Organisational weak links were at the top of the agenda as utility industry leaders met at the Covent Garden Hotel last month. Identifying these weak cyber links in utility organisations has become a priority in recent years.
Responding to the question of where the potential weakest links lie, one delegate expressed concern about third parties not understanding cyber security and the risks that surround it.
“You have got a lot of third parties bringing offerings to bear who don’t necessarily understand cyber security, in some cases in its most basic form, potentially exposing networks and organisations to big risk,” the attendee said.
Another delegate described a real-life scenario where malware had been present on a laptop used on a utility site, which was then unintentionally uploaded into the system. In this case a technician had used the internet to resolve an issue and the malware was subsequently uploaded in the process.
“Even if you segregate operational technology and information technology networks, there is no air gap. The trouble is engineers are engineers, and they will do whatever they can to make something work,” they said.
Ensuring IT systems are secure has become a paramount concern, yet physical barriers are still needed to prevent people who wish to do harm from entering a site, as one delegate was keen to point out. “I think it is quite obvious that people are one of the easiest ways into any organisation. You can make things very technically secure, physically secure, but if someone opens the door for you it is easy to get in.”
Developments in technology over the past two decades have allowed organisations to utilise remote workers, such as employees working via laptops. Yet with the ease technology brings comes the problem of how to maintain the integrity of the system across multiple pieces of equipment and networks. The group discussed this issue in some depth.
Delegates were asked how utility companies could ensure their remote workers are maintaining the integrity of the supply system. Several championed the need for authenticating employees and having a system of security clearance for others.
One said: “For our critical sites we have to have security clearance for those who have the ability and understanding to create a problem.
“We will stipulate in contracts that there is a requirement for levels of clearance or vetting to be done.”
Another described how focus in the water sector is often on big asset sites as opposed to smaller and more vulnerable sites.
They said: “In our sector there has been a lot of focus over the years on protecting those big water treatment sites and that physical protection.
“Actually the weakest point in the distribution network is very often in the service reservoirs where the final chlorination goes into the water before it goes into the customer’s taps.
“Those are unmanned sites, or sites that someone might go to once a week depending on whether there is an outage or a problem.”

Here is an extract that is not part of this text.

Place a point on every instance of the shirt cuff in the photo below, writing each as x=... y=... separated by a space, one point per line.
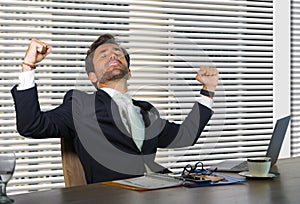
x=26 y=80
x=206 y=101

The discussion then moved on to whether utilities were complying with the regulation of security of network and information systems (the Network and Information Systems regulation, or NIS), and if there were any common areas where companies were failing to comply.
Introduced by the European Union, NIS is intended to establish a common level of security for the IT networks of those operating essential services.
One delegate described how their company complied with the NIS regulations, specifically looking forward to protecting against future threats. They said: “Whenever we are starting to design these new systems, we have a big focus on the impact of cyber security.
“We make sure we design the system inherently cyber secure, that we understand the risks and the potential areas they can be compromised and, also, what the broader impact is.
“We need to start understanding the implications of every architectural decision we’ll make and every interface we use.”
One delegate said they have used the NIS framework as a “strategy” as well as a regulatory requirement.
For the final part of the roundtable, delegates were asked to consider the cyber security challenges faced by organisations transitioning to new business models, including interconnections with external third-party networks over which they have no control.
One delegate posed the question of how utility companies can ensure other companies that are using Internet of Things-type technology are compliant and deal with security issues. The example of Amazon Alexa-enabled devices was cited, where customers have reported the talk-activated technology being used by opportunists ordering online products by simply talking through an open window.
The group then considered how such devices pose a risk to security.
In one example, one delegate wondered if someone would be able to hack into a heating system through a device such as Alexa.
Another was of the view that not all customers are technically savvy and may be unaware of the risks posed by leaving the technology unprotected. Further concerns were raised about the difference between physical protection and cyber protection.
One delegate said: “People will do things on site with technology because they can, it’s not a big deal. But they won’t go on site without their hard hat because that is heavily regulated and they will lose their job.”
Another agreed. They said: “When it comes to technology, because it is so varied, it is less prescriptive.
“There are some standards of protection but you are basically down to your own principles of how you verify and construct the controls around those assets as to how secure they are.”
Views from the table:
Steven Gough, DSO technical authority at SSEN
“I think it is quite obvious that people are one of the easiest ways into any organisation.
“You can make things very technically secure, physically secure, but if someone opens the door for you it is easy to get in.”
Nick Needham, cyber security and resilience manager, Severn Trent
“We have to reduce our costs, we have to do things faster but not at the sacrifice of security where ever we can. It is difficult balancing almost on a daily basis.”
Paul Smith, CISO, United Utilities
“As a sector we are open to people to come and give us advice on how we should be looking to protect our assets.
“The problem we have is everyone says ‘we have the box that does everything for you’.”